Отец Горио (др. перевод) - де Бальзак Оноре 3 стр.


«Один из самых старинных и уважаемых пансионов Латинского квартала», — уверяла госпожа Воке. В проспекте упоминалось о восхитительном виде на долину Гобленов (ее было видно с четвертого этажа), о «прекрасном» саде, в конце которого «тянется липовая аллея», а также о чистом воздухе и уединении.

Реклама эта привлекла к ней графиню де л'Амбермениль, женщину тридцати шести лет, ожидавшую ликвидации своих дел и назначения пенсии, которая ей полагалась как вдове генерала, убитого на поле брани. Госпожа Воке улучшила стол, почти полгода отапливала гостиную и настолько добросовестно выполняла обещания рекламы, что ей самой пришлось раскошелиться. Зато графиня говорила госпоже Воке, называя ее дорогим другом, что поселит у нее своих приятельниц, — баронессу де Вомерлан и вдову полковника графа Пикуазо, доживавших в Марэ последний месяц по контракту в пансионе более дорогом, чем Дом Воке. Впрочем, эти дамы будут прекрасно обеспечены, когда канцелярия военного министерства разберется наконец в их делах.

— Но в канцелярии, — говорила она, — ужасная волокита.

Вдовушки поднимались после обеда в комнату госпожи Воке и судачили там, попивая черносмородинную наливку и лакомясь сластями, припасенными хозяйкой для себя. Госпожа де л'Амбермениль весьма одобряла намерения госпожи Воке относительно Горио — превосходные намерения, о которых, впрочем, она догадывалась с первого же дня; по ее мнению, это был прекрасный человек.

— Ах, милочка, — говорила ей вдова, — у него здоровья хоть отбавляй; это превосходно сохранившийся мужчина, он может еще доставить немало удовольствия женщине!

Графиня великодушно обратила внимание госпожи Воке на ее наряд, плохо вязавшийся с ее притязаниями.

— Вам надо привести себя в боевую готовность! — сказала она.
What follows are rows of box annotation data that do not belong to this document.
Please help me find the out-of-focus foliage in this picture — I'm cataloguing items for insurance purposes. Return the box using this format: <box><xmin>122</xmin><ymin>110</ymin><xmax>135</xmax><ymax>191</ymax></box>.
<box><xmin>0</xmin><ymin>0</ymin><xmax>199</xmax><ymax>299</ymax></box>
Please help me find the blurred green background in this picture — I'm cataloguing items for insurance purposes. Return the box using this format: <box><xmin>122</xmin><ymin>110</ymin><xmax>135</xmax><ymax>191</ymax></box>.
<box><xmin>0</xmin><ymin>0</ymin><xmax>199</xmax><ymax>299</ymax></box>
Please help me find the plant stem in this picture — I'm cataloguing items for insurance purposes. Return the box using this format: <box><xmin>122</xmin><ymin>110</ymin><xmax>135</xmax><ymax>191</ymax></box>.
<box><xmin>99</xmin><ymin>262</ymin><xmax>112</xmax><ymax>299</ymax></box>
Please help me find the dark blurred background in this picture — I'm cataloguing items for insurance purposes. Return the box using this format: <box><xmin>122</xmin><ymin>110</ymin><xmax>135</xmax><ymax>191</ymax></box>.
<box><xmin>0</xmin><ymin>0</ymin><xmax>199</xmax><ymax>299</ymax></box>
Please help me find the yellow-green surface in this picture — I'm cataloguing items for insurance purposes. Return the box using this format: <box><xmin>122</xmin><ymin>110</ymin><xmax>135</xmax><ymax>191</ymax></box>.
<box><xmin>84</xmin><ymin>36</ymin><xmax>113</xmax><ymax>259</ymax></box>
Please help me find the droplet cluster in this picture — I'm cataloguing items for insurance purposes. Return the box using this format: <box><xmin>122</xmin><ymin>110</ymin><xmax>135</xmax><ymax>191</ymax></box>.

После долгих вычислений вдовы отправились вместе в Пале-Рояль, где купили в Деревянных рядах шляпку с перьями и чепец. Графиня потащила свою приятельницу в модный магазин «Пти-Жанетт», где они выбрали платье и шарф. Когда это боевое снаряжение было пущено в ход и вдова оказалась во всеоружии, она, как две капли воды, стала походить на вывеску ресторана «Беф а ля мод». Тем не менее ей казалось, что наружность ее чрезвычайно выиграла, и, чтобы отблагодарить графиню, она, хоть и была не очень таровата, упросила ее принять в подарок шляпу в двадцать франков. Признаться, она рассчитывала попросить госпожу де л'Амбермениль оказать ей услугу — позондировать Горио и настроить его в ее пользу. Графиня с большой готовностью согласилась участвовать в этой интриге и принялась обхаживать старого макаронщика; ей удалось иметь с ним конфиденциальный разговор, но он оказался не в меру застенчивым, более того — он воспротивился всем ее покушениям, которые внушало ей желание соблазнить его для себя самой, а потому она вышла, возмущенная его неотесанностью.

— Ангел мой, — сказала она своему дорогому другу, — вы ничего не вытянете из этого человека! Он недоверчив до смешного; это скряга, скотина, дурак; вы не дождетесь от него ничего, кроме неприятностей.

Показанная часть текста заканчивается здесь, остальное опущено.